I am testing an SMTP server on a remote system (SMTP test) via a VPN with an agent. Everything seems in order:
- The interval is set to 2 minutes.
- The timeout is 60 sec
- And the test has a master "ping" test.
- And the "ping" test has a master test on the VPN connection (ping on the receiving interface on the remote router)
My problem is that the test regularly becomes unknown: maximum Alive duration is around 30~45 minutes, sometimes better sometimes worse, then a few bad, so HM displays RMA: cannot read data, so I only get an 87% alive%. The ping test is usualy very good (<50ms) during that time.
I have decreased the Email alert to 5 bad (it was 3 before) to reduce the false alert mails, also, I removed "Treat Unknown status as Bad" because the test seems to loose credibility as you will understand.
Could it be that HM has problems reading the Agent? If not, is my interval too tight? Or is the Agent overloaded?
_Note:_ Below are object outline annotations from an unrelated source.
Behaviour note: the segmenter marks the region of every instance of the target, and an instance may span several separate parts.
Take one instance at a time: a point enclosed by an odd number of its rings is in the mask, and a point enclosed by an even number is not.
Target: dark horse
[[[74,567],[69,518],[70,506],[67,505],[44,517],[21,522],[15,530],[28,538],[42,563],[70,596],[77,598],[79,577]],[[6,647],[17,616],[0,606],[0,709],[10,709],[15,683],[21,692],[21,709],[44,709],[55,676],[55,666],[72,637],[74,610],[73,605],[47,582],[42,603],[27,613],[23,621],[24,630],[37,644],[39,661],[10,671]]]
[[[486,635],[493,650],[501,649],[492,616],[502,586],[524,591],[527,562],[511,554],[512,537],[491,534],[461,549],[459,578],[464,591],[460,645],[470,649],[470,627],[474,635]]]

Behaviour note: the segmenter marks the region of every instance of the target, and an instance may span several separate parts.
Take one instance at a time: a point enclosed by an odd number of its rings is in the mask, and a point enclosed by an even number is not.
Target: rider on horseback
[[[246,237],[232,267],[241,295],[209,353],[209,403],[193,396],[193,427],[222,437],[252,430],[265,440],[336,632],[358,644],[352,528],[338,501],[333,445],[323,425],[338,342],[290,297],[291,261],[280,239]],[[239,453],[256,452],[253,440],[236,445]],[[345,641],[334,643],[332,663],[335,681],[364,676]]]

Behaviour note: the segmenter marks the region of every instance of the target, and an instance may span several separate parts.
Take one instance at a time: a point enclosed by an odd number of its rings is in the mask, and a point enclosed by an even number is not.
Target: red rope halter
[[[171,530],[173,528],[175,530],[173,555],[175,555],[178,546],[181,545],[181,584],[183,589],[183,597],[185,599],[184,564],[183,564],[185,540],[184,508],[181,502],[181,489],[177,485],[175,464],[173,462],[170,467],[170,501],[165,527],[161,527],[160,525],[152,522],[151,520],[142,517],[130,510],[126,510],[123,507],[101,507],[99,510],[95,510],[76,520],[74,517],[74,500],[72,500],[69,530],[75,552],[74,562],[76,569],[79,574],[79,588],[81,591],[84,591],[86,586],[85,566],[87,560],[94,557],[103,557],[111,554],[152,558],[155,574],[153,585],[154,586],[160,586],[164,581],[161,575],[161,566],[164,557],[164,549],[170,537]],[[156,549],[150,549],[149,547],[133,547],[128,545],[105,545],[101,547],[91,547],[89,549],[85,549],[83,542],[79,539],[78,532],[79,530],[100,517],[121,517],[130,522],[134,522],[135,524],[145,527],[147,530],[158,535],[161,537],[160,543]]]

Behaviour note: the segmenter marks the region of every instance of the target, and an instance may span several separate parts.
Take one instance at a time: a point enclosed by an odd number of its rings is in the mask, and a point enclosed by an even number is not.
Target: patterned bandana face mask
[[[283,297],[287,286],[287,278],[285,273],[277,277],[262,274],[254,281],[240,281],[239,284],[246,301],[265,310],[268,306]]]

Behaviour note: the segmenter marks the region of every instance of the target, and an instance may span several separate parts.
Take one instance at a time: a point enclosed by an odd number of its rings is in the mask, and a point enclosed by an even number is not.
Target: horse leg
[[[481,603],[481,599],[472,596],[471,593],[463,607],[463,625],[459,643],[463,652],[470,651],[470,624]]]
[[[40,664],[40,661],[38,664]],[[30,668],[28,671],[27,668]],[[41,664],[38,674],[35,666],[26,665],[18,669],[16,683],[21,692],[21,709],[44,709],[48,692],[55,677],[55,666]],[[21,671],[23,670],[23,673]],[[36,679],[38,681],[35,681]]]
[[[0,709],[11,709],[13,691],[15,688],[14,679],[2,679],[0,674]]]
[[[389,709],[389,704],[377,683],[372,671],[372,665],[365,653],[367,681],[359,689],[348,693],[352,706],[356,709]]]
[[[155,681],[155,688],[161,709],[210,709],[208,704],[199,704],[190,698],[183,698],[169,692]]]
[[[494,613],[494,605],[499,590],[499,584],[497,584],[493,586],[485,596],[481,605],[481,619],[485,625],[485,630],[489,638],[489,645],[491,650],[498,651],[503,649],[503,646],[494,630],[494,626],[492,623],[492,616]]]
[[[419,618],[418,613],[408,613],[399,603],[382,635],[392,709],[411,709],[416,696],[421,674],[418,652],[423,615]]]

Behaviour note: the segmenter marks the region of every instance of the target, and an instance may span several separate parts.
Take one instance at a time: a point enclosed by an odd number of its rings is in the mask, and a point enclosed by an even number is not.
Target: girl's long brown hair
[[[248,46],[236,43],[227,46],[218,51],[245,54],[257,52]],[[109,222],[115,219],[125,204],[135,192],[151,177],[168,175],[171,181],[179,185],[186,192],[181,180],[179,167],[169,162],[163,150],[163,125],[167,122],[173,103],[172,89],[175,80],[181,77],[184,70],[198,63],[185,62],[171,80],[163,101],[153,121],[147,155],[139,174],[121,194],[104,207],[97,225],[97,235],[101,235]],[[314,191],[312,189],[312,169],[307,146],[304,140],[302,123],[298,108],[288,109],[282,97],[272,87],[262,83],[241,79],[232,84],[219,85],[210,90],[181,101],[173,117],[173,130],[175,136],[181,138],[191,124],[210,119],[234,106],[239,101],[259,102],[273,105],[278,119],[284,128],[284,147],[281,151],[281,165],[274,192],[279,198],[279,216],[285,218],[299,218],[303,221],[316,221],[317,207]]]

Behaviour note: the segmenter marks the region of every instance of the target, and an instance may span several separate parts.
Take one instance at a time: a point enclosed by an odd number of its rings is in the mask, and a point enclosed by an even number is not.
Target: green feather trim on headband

Do I have to set the test differently?
Would it be possible that the agents would keep let's say 1 hour of results if it does not get any reqests from HM? Then a reboot of the HM server would practically be seemless in the tests continuity, same for an RMA connexion loss.
I could send you logs if it helps (and if you have time to read these!)
While waiting for your answer, we will update and reboot the server during the maintenance window tonight after midnight, maybe it will help.
Again, thank you for your time,